Sherwood’s story later became part of Virginia Beach folklore, especially around Pungo and Witchduck. Local retellings connect her to haunted riverbanks, festivals, public talks, and memorial culture. Virginia Beach residents still share stories about her trial and later legend. A 2006 informal pardon and later commemorations renewed public attention.

Chessie (Chesapeake Bay / Virginia and Maryland)

Chessie is a Chesapeake Bay sea serpent legend shared by Virginia and Maryland. Modern reports surfaced in summer 1978 along the Virginia side of the Potomac River. Donald Kyker and his wife described a dark creature 25 to 30 feet long. Other witnesses soon reported a long, undulating form in bay waters.

Sightings spread in 1980, including reports from Westmoreland County, Coles Point, and Smith Point. The 1982 Frew video near Kent Island gave the legend national attention. Chessie later became a familiar Chesapeake figure through newspapers, tourism, and environmental culture.

The Beast of Gum Hill (Southwest Virginia / Gum Hill and Norton)

The Beast of Gum Hill is a Bigfoot-like figure from Southwest Virginia, also known locally as the Woodbooger. In 2009, Chuck Newton filmed a dark upright figure crossing a creek while riding an ATV near Gum Hill. The clip later brought Animal Planet’s Finding Bigfoot to the region in 2012.

The Woodbooger legend later became closely tied to Norton and Flag Rock Recreation Area. Norton now celebrates the creature through the Woodbooger Festival and its official Woodbooger Sanctuary. Reports usually describe a tall, dark, upright figure glimpsed briefly in wooded mountain terrain.

The Richmond Vampire (Hollywood Cemetery, Richmond)

The Richmond Vampire is an urban legend tied to Hollywood Cemetery in Richmond. The story centers on the W.W. Pool mausoleum, dated 1913. A 1976 Commonwealth Times article linked Pool’s tomb to a local vampire legend. Later retellings connect the figure to the 1925 Church Hill Tunnel collapse.

The legend describes a bloody, fanged figure fleeing toward the James River and Hollywood Cemetery. The W.W. Pool mausoleum remains the story’s fixed landmark. Student lore, cemetery visits, ghost tours, and Halloween coverage keep the legend active. Modern Richmond media still present it as one of the city’s enduring cemetery stories.

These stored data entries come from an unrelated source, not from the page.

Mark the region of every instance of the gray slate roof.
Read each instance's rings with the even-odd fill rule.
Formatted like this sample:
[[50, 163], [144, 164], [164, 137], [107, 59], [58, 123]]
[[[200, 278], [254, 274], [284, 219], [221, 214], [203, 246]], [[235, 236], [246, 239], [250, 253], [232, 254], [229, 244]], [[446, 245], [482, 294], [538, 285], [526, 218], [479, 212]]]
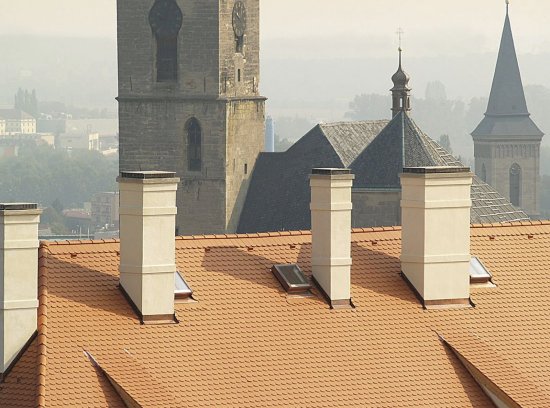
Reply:
[[[349, 167], [354, 188], [400, 188], [403, 135], [407, 166], [462, 166], [405, 113], [390, 122], [317, 125], [286, 152], [260, 155], [238, 232], [310, 229], [309, 175], [315, 167]], [[472, 223], [529, 219], [477, 177], [472, 201]]]
[[286, 152], [261, 153], [238, 232], [309, 229], [311, 169], [347, 167], [387, 123], [320, 124]]
[[487, 112], [472, 136], [476, 139], [543, 136], [529, 117], [508, 14], [504, 22]]
[[388, 123], [388, 120], [322, 123], [319, 128], [348, 167]]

Skunkfoot (Great Dismal Swamp, Chesapeake Area)

Skunkfoot is a Bigfoot-like swamp creature reported near Chesapeake and the Great Dismal Swamp. In 1981, Washington Post coverage named Ranger Pat Higgins as a local source. Higgins described a seven-and-a-half-foot hairy creature with a powerful stench. He connected the story to several sketchy reports and one eyewitness account.

Stories place Skunkfoot along swamp roads, canals, and wooded edges near the refuge. Reports describe brief glimpses, heavy movement, and a creature vanishing into thick cover. Canals, cypress woods, and refuge roads shape the story’s southeastern Virginia setting. Later tellings keep Skunkfoot close to Chesapeake and the swamp’s hidden waterways.